Tragédia de enchentes ocorrida em Petrópolis
Infelizmente no Brasil, temos o exemplo mais recente dessa desigualdade climática: a tragédia de enchentes ocorrida em Petrópolis. De acordo com o boletim mais recente, 23 de fevereiro, são 124 mulheres e 80 homens morreram em deslizamentos e enchentes, sendo 39 crianças e adolescentes. Ou seja, o número de mulheres mortas é quase o dobro do óbito de homens.
Para a doutora em geografia e coordenadora do OUTRAS- Observatório Feminista, Gleys Ramos, existem duas perspectivas para entender o cenário da tragédia em Petrópolis num contexto da interseccionalidade: divisão sexual do trabalho e a pobreza de genêro, onde as mulheres são empurradas nas áreas de risco, levando à precarização das moradias.
A primeira é em razão da divisão sexual de trabalho, as mulheres acabam ficando com a responsabilidade das atividades domésticas e dos cuidados não remunerados, sobretudo neste período de pandemia que aumentou o desemprego.

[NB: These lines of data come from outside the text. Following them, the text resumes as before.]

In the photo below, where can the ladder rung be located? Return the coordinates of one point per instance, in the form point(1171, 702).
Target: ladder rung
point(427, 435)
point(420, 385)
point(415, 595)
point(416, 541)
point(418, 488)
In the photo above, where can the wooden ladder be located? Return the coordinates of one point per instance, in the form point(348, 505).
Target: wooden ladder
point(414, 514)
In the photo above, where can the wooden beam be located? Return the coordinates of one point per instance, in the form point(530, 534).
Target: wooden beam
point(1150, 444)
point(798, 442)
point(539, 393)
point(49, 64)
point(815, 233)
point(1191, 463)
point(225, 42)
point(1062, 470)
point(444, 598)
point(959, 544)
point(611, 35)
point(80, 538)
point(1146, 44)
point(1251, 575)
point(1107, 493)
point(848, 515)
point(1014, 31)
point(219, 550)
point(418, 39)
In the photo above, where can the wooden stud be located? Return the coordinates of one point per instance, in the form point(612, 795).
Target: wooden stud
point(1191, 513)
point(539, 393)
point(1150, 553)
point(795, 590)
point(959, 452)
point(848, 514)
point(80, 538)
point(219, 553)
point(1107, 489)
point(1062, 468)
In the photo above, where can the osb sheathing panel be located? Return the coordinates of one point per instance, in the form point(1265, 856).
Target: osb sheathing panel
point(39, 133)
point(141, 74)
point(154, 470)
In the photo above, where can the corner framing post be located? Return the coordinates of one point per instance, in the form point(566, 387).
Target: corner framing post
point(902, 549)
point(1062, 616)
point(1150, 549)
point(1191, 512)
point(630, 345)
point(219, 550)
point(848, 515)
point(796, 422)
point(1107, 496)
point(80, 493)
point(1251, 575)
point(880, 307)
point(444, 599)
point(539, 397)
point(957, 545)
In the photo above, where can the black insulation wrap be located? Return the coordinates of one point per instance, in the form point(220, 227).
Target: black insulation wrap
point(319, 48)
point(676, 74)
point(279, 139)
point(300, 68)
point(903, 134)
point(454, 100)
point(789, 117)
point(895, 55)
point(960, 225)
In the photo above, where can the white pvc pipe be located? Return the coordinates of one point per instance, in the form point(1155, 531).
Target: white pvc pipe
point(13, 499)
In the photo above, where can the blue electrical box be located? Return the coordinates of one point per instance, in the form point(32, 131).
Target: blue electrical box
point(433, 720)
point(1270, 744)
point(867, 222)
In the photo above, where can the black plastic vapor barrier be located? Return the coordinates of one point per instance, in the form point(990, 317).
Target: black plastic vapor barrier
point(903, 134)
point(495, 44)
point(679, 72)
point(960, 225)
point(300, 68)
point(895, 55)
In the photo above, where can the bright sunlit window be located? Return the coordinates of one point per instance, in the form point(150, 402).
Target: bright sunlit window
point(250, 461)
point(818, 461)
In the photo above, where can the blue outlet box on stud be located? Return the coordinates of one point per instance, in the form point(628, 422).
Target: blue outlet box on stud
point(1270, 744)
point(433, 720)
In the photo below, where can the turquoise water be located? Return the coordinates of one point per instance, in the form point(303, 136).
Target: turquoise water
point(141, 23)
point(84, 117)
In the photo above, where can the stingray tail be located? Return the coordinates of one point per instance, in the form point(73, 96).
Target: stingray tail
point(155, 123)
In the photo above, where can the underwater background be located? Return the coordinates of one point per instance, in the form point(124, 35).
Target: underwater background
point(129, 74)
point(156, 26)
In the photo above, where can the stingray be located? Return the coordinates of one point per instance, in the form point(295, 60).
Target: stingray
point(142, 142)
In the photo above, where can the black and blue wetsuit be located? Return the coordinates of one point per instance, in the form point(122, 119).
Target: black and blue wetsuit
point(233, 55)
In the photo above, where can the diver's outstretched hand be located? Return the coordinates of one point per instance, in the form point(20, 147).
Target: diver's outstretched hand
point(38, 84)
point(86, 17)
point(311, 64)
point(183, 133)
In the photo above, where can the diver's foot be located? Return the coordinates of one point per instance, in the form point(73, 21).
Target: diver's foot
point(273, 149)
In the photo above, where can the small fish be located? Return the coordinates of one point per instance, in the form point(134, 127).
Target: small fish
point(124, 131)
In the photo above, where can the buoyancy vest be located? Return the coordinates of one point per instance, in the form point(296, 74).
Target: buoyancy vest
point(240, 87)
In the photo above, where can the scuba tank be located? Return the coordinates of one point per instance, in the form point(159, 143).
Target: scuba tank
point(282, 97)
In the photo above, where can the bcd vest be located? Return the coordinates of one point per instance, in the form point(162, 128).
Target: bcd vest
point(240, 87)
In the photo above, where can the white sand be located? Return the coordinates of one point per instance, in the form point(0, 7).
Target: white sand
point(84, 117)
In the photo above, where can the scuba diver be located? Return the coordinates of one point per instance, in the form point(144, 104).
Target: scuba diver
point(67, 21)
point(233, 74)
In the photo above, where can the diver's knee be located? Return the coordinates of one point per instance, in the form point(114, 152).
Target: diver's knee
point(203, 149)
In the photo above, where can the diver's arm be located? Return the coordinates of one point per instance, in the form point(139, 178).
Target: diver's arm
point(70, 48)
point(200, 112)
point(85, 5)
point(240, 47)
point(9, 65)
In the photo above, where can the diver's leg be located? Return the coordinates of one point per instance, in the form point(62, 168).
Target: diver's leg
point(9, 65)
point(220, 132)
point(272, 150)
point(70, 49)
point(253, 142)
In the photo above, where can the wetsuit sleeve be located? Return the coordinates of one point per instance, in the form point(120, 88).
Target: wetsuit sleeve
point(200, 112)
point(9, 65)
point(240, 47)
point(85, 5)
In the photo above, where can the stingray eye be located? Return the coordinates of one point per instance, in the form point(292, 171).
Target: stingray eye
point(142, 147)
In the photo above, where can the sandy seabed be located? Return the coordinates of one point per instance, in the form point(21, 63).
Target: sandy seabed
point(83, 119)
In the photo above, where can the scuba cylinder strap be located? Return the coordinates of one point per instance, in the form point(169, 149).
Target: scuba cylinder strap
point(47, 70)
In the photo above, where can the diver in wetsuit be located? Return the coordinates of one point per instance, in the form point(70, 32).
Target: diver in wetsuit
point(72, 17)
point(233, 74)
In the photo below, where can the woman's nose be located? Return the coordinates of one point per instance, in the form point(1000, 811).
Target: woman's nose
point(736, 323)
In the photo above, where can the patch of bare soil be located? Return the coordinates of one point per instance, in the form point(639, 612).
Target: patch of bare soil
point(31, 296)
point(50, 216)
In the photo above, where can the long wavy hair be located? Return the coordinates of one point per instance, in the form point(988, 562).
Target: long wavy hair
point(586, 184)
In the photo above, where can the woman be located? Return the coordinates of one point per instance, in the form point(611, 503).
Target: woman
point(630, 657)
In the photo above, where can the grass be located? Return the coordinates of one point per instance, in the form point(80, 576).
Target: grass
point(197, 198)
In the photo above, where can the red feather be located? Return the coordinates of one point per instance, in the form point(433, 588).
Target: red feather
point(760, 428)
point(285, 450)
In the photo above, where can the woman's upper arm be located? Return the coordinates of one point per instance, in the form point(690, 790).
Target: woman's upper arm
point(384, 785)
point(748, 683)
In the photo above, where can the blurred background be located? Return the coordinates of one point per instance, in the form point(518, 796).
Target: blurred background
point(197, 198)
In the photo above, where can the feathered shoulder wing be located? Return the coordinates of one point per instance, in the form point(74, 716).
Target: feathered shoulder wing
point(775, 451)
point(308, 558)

“Por causa do acirramento da crise econômica na pandemia durante a má gestão, fez com que as mulheres, fossem sujeitas mais impactadas pelo desemprego, isso quer dizer que elas não têm renda segura mensal, muitas delas estavam desempregadas”, explica a doutora.
Já outra causa é em relação ao empobrecimento veloz das mulheres, principalmente, as mulheres interseccionadas pela divisão de raça, classe e gênero. Por serem elas empurradas na área de risco e têm menos acessos aos meios de produção e à moradia digna.
“O recorte racial é permeado pela pobreza, se formos pensar a pobreza no Brasil infelizmente vemos a predominância da população negra, e quem compõe as periferias hoje, são mulheres e crianças- valido ressaltar que trago crianças porque quem cuida delas são as mulheres”, complementa.